About the time that Elena gives up on the idea of Martin becoming a successful writer she also becomes repulsed by his anti-Capitalistic leanings. Ironically, that is just about the same time that Martin starts to become successful as a writer.
In a sudden film transition, Martin becomes the toast of Italy as a writer, and is even in demand in the United States. He becomes a wealthy author, but is deeply bitter over Elena's earlier rejection of him, and the years of rejection by publishers that came before. He views his fame and fortune as nothing more than a fleeting fad, and is suspicious of all the glad-handers who now surround him.
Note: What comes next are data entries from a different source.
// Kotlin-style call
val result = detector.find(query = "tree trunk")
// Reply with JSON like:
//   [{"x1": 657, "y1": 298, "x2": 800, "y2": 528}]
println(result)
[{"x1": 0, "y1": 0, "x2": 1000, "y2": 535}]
It is quite evident early on (even if you haven't read the book or know the story) that Martin is not destined to end up with Elena, but the story has some interesting twists despite this. The story is a reflection of Jack London's own life. He too, became disillusioned with fame and fortune. Still, that first check that Martin gets from a publisher is quite a moment in the movie.
Luca Marinelli's lead performance is compelling, as is the performance of Carlo Cecchi (“Stealing Beauty”) who plays Martin's jaded, cynical, wise old mentor, Russ Brissenden. Cecchi's performance in this film reminds me of Toni Servillo's performance playing a similar kind of character in “The Great Beauty.”
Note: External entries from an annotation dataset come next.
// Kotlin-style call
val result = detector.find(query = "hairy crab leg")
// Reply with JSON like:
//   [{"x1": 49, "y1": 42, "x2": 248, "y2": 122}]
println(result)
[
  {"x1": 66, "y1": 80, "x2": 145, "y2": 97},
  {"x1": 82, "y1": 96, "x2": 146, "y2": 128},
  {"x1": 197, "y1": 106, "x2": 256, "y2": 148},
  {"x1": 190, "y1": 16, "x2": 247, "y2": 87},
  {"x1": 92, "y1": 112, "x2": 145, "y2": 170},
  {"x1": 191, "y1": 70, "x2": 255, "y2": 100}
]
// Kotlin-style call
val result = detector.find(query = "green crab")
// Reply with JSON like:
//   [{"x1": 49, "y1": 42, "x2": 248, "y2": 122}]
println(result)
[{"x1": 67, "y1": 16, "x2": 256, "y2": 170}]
While this movie clocks in at over two hours, even so it feels strangely rushed or choppy in places as it skips over, or lightly touches upon, major plot developments. It skips so far ahead, and backwards that I couldn't initially tell if some scenes were supposed to be depicting dream sequeces or reality. The cinematography, by Alessandro Abate and Francesco Di Giacomo, is exceptional.
One of the places where the film fails is in the character development of Elena. She is a key character in this film, but she is absent most of the time, and those deficits damage one of the movie's key scenes. I did not know what her motivation was supposed to be. I could guess what it was, and that guess could be charitable or mean.
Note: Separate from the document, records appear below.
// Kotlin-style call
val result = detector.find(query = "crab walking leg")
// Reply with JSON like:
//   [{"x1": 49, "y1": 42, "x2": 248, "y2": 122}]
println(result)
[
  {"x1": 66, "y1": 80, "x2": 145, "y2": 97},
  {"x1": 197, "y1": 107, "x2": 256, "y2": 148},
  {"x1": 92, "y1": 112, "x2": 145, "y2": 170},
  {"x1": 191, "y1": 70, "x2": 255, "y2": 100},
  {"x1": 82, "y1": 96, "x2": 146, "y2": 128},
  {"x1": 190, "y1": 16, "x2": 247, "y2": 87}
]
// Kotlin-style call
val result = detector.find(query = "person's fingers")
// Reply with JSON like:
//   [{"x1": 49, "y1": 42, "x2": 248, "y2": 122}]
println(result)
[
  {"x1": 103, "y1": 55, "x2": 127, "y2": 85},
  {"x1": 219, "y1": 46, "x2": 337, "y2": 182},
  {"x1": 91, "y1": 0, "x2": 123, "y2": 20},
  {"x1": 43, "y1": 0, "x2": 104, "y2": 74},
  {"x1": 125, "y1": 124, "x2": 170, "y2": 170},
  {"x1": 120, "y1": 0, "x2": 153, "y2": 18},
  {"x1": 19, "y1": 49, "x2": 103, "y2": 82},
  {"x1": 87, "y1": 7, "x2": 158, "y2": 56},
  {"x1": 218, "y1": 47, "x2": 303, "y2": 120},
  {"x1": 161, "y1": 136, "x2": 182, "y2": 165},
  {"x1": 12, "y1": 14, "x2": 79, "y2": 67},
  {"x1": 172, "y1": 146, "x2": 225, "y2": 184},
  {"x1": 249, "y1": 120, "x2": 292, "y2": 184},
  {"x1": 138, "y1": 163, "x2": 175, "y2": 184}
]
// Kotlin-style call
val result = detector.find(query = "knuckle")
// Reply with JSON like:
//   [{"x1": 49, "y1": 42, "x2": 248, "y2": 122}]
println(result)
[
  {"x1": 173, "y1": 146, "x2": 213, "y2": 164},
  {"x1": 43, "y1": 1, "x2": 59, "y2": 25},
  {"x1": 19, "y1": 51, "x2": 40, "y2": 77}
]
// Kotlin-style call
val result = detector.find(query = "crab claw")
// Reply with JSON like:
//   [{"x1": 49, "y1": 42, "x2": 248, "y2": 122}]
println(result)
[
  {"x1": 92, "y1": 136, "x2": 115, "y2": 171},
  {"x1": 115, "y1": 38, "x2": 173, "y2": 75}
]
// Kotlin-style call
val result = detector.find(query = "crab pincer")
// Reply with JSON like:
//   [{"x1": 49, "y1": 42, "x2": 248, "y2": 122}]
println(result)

While this story is compelling and there are some fine performances, I feel this film lacks needed cohesiveness and continuity. Part of this may be due to the fact that I haven't read the book, haven't seen any of the previous movies, and I don't speak the languages that I heard on this film's soundtrack. I was going by the English subtitles. Sometimes movie subtitles just don't give you the whole story. Because of those factors, and because I did like the story and the acting, I'll give it a pass. This film rates a C+.